DNA G4/iMs can enhance as well as suppress gene expression, making it a complex process to understand their exact mechanism of regulation. The G4/iMs are known to exist in several conformations, depending on the loop lengths and guanosine/cytosine stretches—a structural polymorphism that could explain the differential mechanism of gene regulation by them [31]. Amongst other factors, the presence of epigenetic modifications in the iMs and loop-regions of G4s could also influence the conformation and stabilities of these DNA topological variants, and hence might be one way by which both G4/iMs and 5hmCs could cooperate in the cellular environment. The presence of 5hmC on G4/iMs might modulate the binding abilities of transcription factors and other biomolecules by modifying the recognition sites on G4/iMs. For example, Sprujit et al. [21] demonstrated that different 5-modified cytosine derivatives (5mC, 5hmC, 5-formylcytosine, and 5-carboxycytosine) are recognized by distinctly different sets of transcription regulators and DNA-repair proteins in mouse ESC. In addition, we recently reported that 5hmC modification of the G4 from the VEGF promoter abrogates its recognition by nucleolin [28]. Hence, it may be imperative to account for the presence of 5hmC or other 5-substituted cytosines in loops of G4s and within iMs while studying gene regulation by these structures.
In this study, we compiled a library of human genes that have putative G4/iM-forming sequences epigenetically modified with 5hmC in ESC (Supplemental Materials) around their transcription start site (TSS). This library will readily facilitate the determination of the presence of 5hmCs in G4/iM-forming genes of interest. As an example of its use, from this library, we selected the G4/iM-forming that are 5hmC enriched (three or more 5hmC per G4/iM-forming sequence) to inspect the gene expression pathways in which they are involved. We found that CHRM1 (having putative G4/iMs in first 500 bp upstream), CYP27C1 and FOXH1 (having putative G4/iMs in their first 200 bp upstream) are all linked to pathways related to Alzheimer’s disease [32,33,34,35]. While our data pertains only to co-localization in ESC, our results may warrant investigation of the 5hmC modification and G4/iM formation in these genes in the progression of Alzheimer’s disease.

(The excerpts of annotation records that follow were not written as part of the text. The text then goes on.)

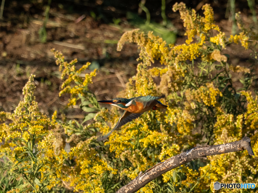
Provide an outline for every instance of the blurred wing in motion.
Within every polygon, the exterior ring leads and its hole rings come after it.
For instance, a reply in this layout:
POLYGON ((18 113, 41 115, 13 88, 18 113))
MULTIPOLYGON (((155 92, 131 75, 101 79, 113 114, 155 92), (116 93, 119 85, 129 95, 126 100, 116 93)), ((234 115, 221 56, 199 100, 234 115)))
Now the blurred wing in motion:
POLYGON ((99 138, 97 139, 98 141, 101 141, 107 139, 113 131, 116 129, 119 128, 121 126, 125 124, 132 121, 133 120, 138 118, 141 116, 142 113, 133 113, 127 111, 124 111, 123 114, 119 118, 118 122, 116 124, 114 128, 111 130, 108 134, 102 137, 99 138))

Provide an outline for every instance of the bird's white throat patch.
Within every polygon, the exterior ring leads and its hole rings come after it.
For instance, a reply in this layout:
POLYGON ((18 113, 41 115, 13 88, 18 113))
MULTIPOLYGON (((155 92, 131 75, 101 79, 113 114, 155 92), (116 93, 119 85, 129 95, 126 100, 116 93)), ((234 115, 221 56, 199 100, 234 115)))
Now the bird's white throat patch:
POLYGON ((133 100, 131 100, 128 103, 127 103, 125 105, 125 106, 126 107, 129 107, 131 104, 132 104, 132 103, 133 103, 133 100))
POLYGON ((114 106, 115 107, 118 107, 118 108, 121 108, 121 107, 119 107, 118 105, 116 104, 111 104, 111 105, 113 105, 113 106, 114 106))

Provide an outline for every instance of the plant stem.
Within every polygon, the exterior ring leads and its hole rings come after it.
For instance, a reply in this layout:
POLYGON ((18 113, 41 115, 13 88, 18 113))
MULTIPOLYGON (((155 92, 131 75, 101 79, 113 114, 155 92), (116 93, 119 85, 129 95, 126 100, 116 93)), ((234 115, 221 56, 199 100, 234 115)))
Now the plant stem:
POLYGON ((147 8, 144 6, 146 1, 146 0, 142 0, 139 4, 139 6, 141 7, 146 13, 146 19, 147 20, 145 22, 145 24, 147 25, 148 25, 150 24, 150 14, 147 8))
POLYGON ((163 19, 163 24, 164 25, 166 25, 167 24, 165 11, 166 0, 161 0, 161 16, 163 19))
POLYGON ((230 12, 231 12, 231 19, 233 23, 232 25, 232 30, 231 33, 233 35, 236 34, 236 30, 237 29, 237 25, 236 24, 236 21, 235 17, 235 0, 230 0, 230 12))
POLYGON ((3 17, 3 13, 4 12, 4 1, 5 0, 2 0, 2 3, 0 8, 0 19, 3 17))

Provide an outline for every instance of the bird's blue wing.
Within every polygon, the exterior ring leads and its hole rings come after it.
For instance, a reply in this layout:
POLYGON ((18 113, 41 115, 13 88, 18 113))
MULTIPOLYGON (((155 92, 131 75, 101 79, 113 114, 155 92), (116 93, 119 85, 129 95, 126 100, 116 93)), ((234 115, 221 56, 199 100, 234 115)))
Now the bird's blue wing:
POLYGON ((131 121, 136 118, 138 118, 142 114, 142 113, 133 113, 127 111, 124 111, 122 116, 119 118, 118 122, 114 128, 105 136, 97 139, 97 141, 99 142, 105 140, 108 137, 113 131, 116 129, 120 127, 126 123, 131 121))
POLYGON ((135 97, 134 99, 134 101, 136 102, 141 102, 143 104, 143 108, 149 106, 154 101, 160 99, 164 97, 153 97, 149 95, 145 96, 140 96, 135 97))
POLYGON ((132 121, 133 119, 138 118, 142 114, 142 113, 133 113, 127 111, 125 111, 122 116, 119 118, 118 122, 113 130, 120 127, 128 122, 132 121))

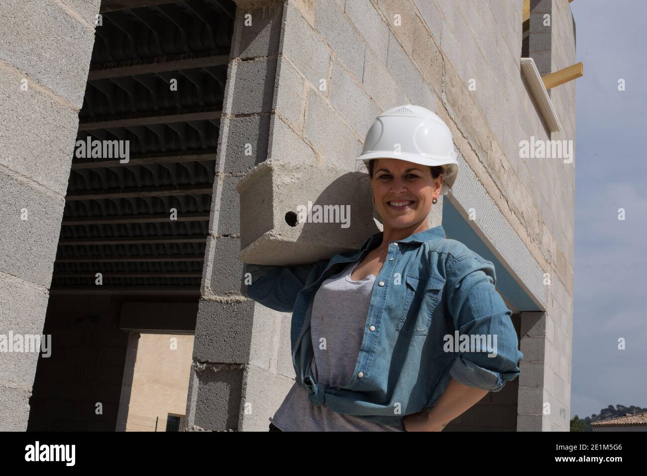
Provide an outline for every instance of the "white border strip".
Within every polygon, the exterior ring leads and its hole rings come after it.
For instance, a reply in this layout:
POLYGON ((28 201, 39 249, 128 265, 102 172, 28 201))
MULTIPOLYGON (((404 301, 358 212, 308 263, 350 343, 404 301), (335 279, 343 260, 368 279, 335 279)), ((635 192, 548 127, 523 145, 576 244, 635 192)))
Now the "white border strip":
POLYGON ((534 60, 532 58, 522 58, 521 62, 521 72, 530 84, 532 96, 542 110, 542 115, 545 119, 548 128, 551 132, 561 131, 562 123, 560 122, 560 118, 557 117, 555 108, 553 107, 551 96, 548 95, 548 91, 543 85, 543 80, 539 74, 534 60))

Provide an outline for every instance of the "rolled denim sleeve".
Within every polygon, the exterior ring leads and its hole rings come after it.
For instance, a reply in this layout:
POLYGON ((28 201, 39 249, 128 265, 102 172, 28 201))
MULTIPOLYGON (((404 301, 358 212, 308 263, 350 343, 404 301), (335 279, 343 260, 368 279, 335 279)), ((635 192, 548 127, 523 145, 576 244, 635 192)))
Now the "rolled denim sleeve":
POLYGON ((281 312, 292 312, 299 291, 321 261, 292 266, 244 264, 241 290, 247 297, 281 312), (249 273, 249 275, 248 275, 249 273))
POLYGON ((512 312, 494 288, 496 277, 490 262, 476 254, 452 258, 446 289, 454 328, 470 343, 473 335, 489 340, 480 351, 470 347, 468 352, 459 352, 450 374, 464 385, 498 392, 521 372, 523 354, 518 350, 512 312), (488 356, 490 350, 494 355, 488 356))

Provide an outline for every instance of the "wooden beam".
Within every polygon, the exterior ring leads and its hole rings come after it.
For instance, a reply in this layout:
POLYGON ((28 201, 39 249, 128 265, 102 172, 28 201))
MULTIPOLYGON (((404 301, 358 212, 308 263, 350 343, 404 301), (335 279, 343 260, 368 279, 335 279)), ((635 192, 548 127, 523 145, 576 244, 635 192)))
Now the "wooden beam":
POLYGON ((576 78, 580 78, 584 74, 584 65, 580 61, 579 63, 576 63, 558 71, 544 74, 542 76, 542 80, 543 81, 543 85, 545 86, 546 89, 550 89, 551 87, 567 83, 569 81, 573 81, 576 78))
MULTIPOLYGON (((177 221, 208 221, 209 212, 178 213, 177 221)), ((78 225, 105 225, 115 223, 155 223, 171 222, 168 214, 156 215, 115 215, 114 216, 82 216, 63 218, 64 227, 78 225)))
POLYGON ((197 185, 167 185, 140 187, 131 188, 113 188, 68 192, 67 201, 72 200, 99 200, 103 198, 133 198, 134 197, 164 197, 169 195, 211 195, 214 187, 210 184, 197 185))
POLYGON ((201 161, 215 161, 215 150, 208 149, 202 153, 192 153, 190 152, 177 152, 173 153, 158 154, 133 154, 130 156, 128 161, 121 163, 120 159, 115 160, 104 159, 76 159, 72 158, 72 170, 78 170, 82 168, 100 168, 101 167, 126 166, 129 165, 149 165, 150 164, 168 164, 181 162, 199 162, 201 161))
POLYGON ((62 238, 58 240, 59 246, 78 246, 82 245, 155 245, 168 243, 205 243, 204 235, 182 235, 171 236, 119 236, 107 238, 99 236, 89 238, 62 238))
POLYGON ((104 67, 91 70, 89 74, 88 74, 88 81, 221 66, 229 63, 229 55, 221 54, 217 56, 203 56, 201 58, 189 58, 174 60, 170 60, 167 57, 163 56, 140 64, 131 64, 132 62, 117 63, 110 65, 104 65, 104 67))
MULTIPOLYGON (((104 278, 201 278, 201 271, 102 271, 104 278)), ((96 278, 96 273, 77 271, 54 272, 55 278, 96 278)))
POLYGON ((166 114, 161 116, 144 116, 140 117, 131 117, 127 119, 113 119, 112 120, 99 120, 93 122, 81 122, 79 124, 79 130, 92 131, 97 129, 136 127, 137 126, 150 126, 156 124, 170 124, 172 122, 186 122, 190 120, 213 120, 214 119, 219 119, 221 113, 221 111, 206 111, 201 113, 166 114))
POLYGON ((49 294, 128 294, 142 295, 155 294, 160 295, 162 296, 169 296, 171 295, 199 296, 201 291, 199 286, 52 286, 50 288, 49 294))
POLYGON ((204 255, 140 255, 139 256, 60 256, 57 263, 162 263, 171 262, 204 261, 204 255))
POLYGON ((539 74, 534 60, 532 58, 521 58, 521 73, 528 82, 531 93, 537 102, 542 113, 542 117, 551 132, 558 132, 562 130, 562 124, 557 117, 557 112, 551 102, 551 96, 543 85, 542 76, 539 74))

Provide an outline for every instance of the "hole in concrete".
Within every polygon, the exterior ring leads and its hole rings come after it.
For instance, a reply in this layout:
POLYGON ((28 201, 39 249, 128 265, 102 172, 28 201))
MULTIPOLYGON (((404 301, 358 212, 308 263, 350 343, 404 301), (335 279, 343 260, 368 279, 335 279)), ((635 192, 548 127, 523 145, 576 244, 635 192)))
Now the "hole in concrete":
POLYGON ((296 227, 299 224, 298 217, 294 212, 288 212, 285 214, 285 223, 291 227, 296 227))

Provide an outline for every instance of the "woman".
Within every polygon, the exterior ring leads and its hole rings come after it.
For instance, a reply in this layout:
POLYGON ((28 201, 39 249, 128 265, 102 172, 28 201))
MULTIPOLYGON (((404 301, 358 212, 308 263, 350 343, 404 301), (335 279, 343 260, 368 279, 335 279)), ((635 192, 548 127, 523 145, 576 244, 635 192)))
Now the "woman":
POLYGON ((520 372, 494 266, 428 224, 457 173, 446 125, 394 108, 357 160, 382 232, 329 260, 245 266, 249 297, 292 312, 296 381, 270 431, 441 431, 520 372))

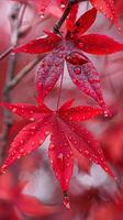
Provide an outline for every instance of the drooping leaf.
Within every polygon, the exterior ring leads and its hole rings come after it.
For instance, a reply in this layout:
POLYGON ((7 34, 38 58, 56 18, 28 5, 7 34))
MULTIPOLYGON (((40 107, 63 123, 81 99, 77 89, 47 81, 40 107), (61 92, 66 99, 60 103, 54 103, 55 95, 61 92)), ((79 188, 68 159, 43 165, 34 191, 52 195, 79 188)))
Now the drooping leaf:
MULTIPOLYGON (((91 107, 75 107, 74 109, 70 108, 71 103, 72 100, 69 100, 57 111, 49 110, 51 113, 45 113, 44 118, 42 118, 41 113, 40 120, 37 119, 37 121, 30 123, 20 131, 13 140, 9 156, 1 167, 1 172, 5 172, 16 158, 40 147, 46 136, 51 133, 49 160, 53 164, 56 177, 62 185, 64 191, 64 205, 67 208, 69 208, 67 190, 72 174, 74 147, 90 161, 102 166, 110 176, 114 176, 107 165, 103 153, 97 141, 94 141, 93 135, 78 122, 102 114, 103 111, 91 107), (78 110, 80 110, 80 113, 78 110), (71 121, 69 116, 72 116, 74 121, 71 121)), ((42 109, 42 106, 38 105, 40 110, 42 109)))
POLYGON ((23 117, 25 119, 29 119, 31 121, 35 121, 38 119, 42 119, 47 113, 51 113, 49 109, 45 107, 45 105, 42 105, 42 108, 34 105, 27 105, 27 103, 0 103, 0 106, 3 106, 11 110, 13 113, 19 114, 20 117, 23 117))
POLYGON ((83 52, 107 55, 123 51, 123 44, 112 37, 99 34, 82 35, 78 41, 78 47, 83 52))
POLYGON ((90 0, 92 6, 118 25, 114 0, 90 0))
POLYGON ((49 117, 46 117, 38 122, 30 123, 19 132, 10 146, 9 156, 5 160, 1 172, 5 172, 8 166, 10 166, 16 158, 30 154, 43 144, 51 132, 48 120, 49 117))
MULTIPOLYGON (((81 64, 78 65, 77 62, 77 65, 75 65, 69 62, 69 56, 68 58, 66 57, 67 68, 74 84, 86 95, 92 97, 103 109, 105 109, 105 103, 101 94, 99 74, 93 64, 86 57, 85 59, 81 58, 81 64)), ((78 51, 75 56, 76 59, 80 61, 80 56, 82 57, 82 54, 78 51)))
POLYGON ((103 114, 103 110, 93 107, 74 107, 70 109, 59 109, 60 116, 70 121, 85 121, 96 116, 103 114))

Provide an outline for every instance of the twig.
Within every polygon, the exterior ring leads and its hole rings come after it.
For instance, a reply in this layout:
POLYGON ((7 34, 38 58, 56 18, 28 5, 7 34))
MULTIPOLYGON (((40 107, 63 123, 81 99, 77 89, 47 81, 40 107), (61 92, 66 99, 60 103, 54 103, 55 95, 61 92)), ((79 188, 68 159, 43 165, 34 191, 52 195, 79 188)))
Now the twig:
POLYGON ((12 52, 12 46, 7 48, 2 54, 0 54, 0 61, 3 59, 5 56, 8 56, 12 52))
POLYGON ((57 21, 57 23, 54 25, 53 30, 55 33, 58 33, 60 34, 59 32, 59 29, 62 28, 63 23, 65 22, 65 20, 67 19, 70 10, 71 10, 71 7, 76 3, 80 3, 82 1, 87 1, 87 0, 68 0, 68 4, 62 15, 62 18, 59 19, 59 21, 57 21))
MULTIPOLYGON (((20 9, 21 9, 21 4, 14 3, 14 6, 11 9, 10 16, 9 16, 10 25, 11 25, 11 46, 10 46, 11 50, 14 46, 16 46, 16 44, 18 44, 18 38, 19 38, 18 32, 19 32, 19 28, 21 25, 21 23, 19 24, 20 9)), ((2 55, 2 56, 3 57, 7 56, 7 54, 9 54, 11 52, 11 50, 9 50, 8 53, 5 52, 4 55, 2 55)), ((10 54, 8 69, 7 69, 7 79, 5 79, 5 85, 4 85, 4 89, 3 89, 4 101, 7 101, 7 102, 11 101, 11 97, 10 97, 10 89, 5 89, 5 88, 8 87, 8 82, 11 81, 12 78, 14 77, 13 73, 14 73, 14 68, 15 68, 15 62, 16 62, 16 54, 10 54)), ((5 156, 7 140, 8 140, 8 135, 9 135, 11 125, 12 125, 11 113, 8 110, 5 110, 4 111, 4 128, 3 128, 3 132, 0 138, 1 144, 2 144, 1 152, 0 152, 1 162, 5 156)))
POLYGON ((43 58, 44 56, 37 56, 35 59, 33 59, 32 62, 30 62, 23 69, 21 69, 18 75, 8 82, 7 87, 5 87, 5 90, 7 91, 8 89, 12 89, 13 87, 15 87, 21 80, 23 77, 26 76, 26 74, 32 70, 37 64, 38 62, 43 58))

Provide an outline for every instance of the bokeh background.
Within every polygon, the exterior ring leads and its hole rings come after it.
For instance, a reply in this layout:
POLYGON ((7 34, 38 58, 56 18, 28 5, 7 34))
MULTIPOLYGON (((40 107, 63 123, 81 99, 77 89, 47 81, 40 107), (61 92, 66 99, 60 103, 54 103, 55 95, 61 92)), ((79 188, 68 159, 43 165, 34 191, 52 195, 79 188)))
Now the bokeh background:
MULTIPOLYGON (((0 54, 12 45, 11 14, 13 8, 20 10, 24 8, 16 45, 43 35, 43 30, 52 30, 64 10, 64 6, 56 8, 52 4, 44 13, 36 0, 24 3, 24 0, 21 3, 12 0, 0 0, 0 54)), ((78 16, 90 7, 88 2, 81 3, 78 16)), ((115 9, 123 33, 122 0, 115 0, 115 9)), ((65 31, 65 24, 63 31, 65 31)), ((107 34, 123 42, 123 34, 120 34, 111 21, 101 13, 98 13, 89 33, 107 34)), ((0 101, 7 98, 4 88, 12 56, 13 54, 9 54, 0 61, 0 101)), ((69 189, 71 210, 66 210, 63 206, 62 189, 48 163, 47 146, 49 140, 47 139, 42 148, 18 160, 4 175, 0 175, 0 220, 123 220, 123 53, 109 56, 88 56, 100 74, 103 97, 112 109, 113 118, 101 117, 86 122, 85 125, 99 140, 118 180, 109 177, 98 165, 76 155, 77 160, 69 189)), ((16 54, 13 76, 18 75, 35 57, 35 55, 16 54)), ((11 102, 35 103, 37 66, 38 64, 15 87, 10 89, 9 99, 11 102)), ((56 107, 58 87, 59 82, 45 100, 53 109, 56 107)), ((81 94, 71 84, 65 66, 60 103, 69 98, 75 98, 76 105, 96 106, 92 99, 81 94)), ((27 122, 16 116, 10 118, 11 127, 3 139, 4 111, 0 108, 1 164, 8 154, 12 139, 27 122)))

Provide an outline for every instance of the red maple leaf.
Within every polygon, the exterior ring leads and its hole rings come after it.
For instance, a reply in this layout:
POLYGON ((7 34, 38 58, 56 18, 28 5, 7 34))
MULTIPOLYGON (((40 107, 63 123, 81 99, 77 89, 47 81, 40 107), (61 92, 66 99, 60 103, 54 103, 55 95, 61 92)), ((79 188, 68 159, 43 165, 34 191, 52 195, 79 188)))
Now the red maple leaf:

In the exercise of segregating and analyzing iM-forming sequences with three or more 5hmCs, we evaluated whether their related genes are involved in, or are related to, a particular class of molecular functions, biological processes, or pathways. This exercise serves as an example of how our library of putative iM-forming sequences with co-localized 5hmCs can be used with classification and clustering tools. It also constitutes a crucial part of our future work: since the data on genome-wide 5hmC modification on other cell types continues to emerge (e.g., [36]), it will prove interesting whether genes enriched in 5hmC in ESCs retain their 5hmC enrichment patterns in differentiated or cancer cells. In addition, under pathophysiological states, the pattern of 5hmC presence may be altered from that in ESC, and additional pathology-specific studies of G4/iM modification can be compared to the data in our library. The library will also be useful for comparison with 5hmC modification in G4/iM-forming regions in cancer stem cells [37].
Despite the fact that 5hmCs and G4/iMs are abundant near TSS of several genes, a very small fraction of sequences with G4/iM-forming potential showed the presence of 5hmC-modification. This led us to further evaluate the significance of this particular subset of genes for their physiological roles. We found that for those genes that have three or more 5hmC associated with the G4/iM-forming sequences and that are located upstream of the TSS, ligand binding activity and enzyme regulation were predominant molecular functions. For the genes with 5hmC enrichment located downstream from the TSS, ligand binding activity and receptor activities predominated. Closer inspection suggested that genes highly enriched in 5hmC are involved in cell differentiation, proliferation, apoptosis and embryogenesis. In future studies, it would be worthwhile to consider the presence of epigenetic modification of bases involved in G4/iM-forming sequences in order to comprehensively develop an understanding of possible interdependent regulatory roles of G4/iMs and 5hmC.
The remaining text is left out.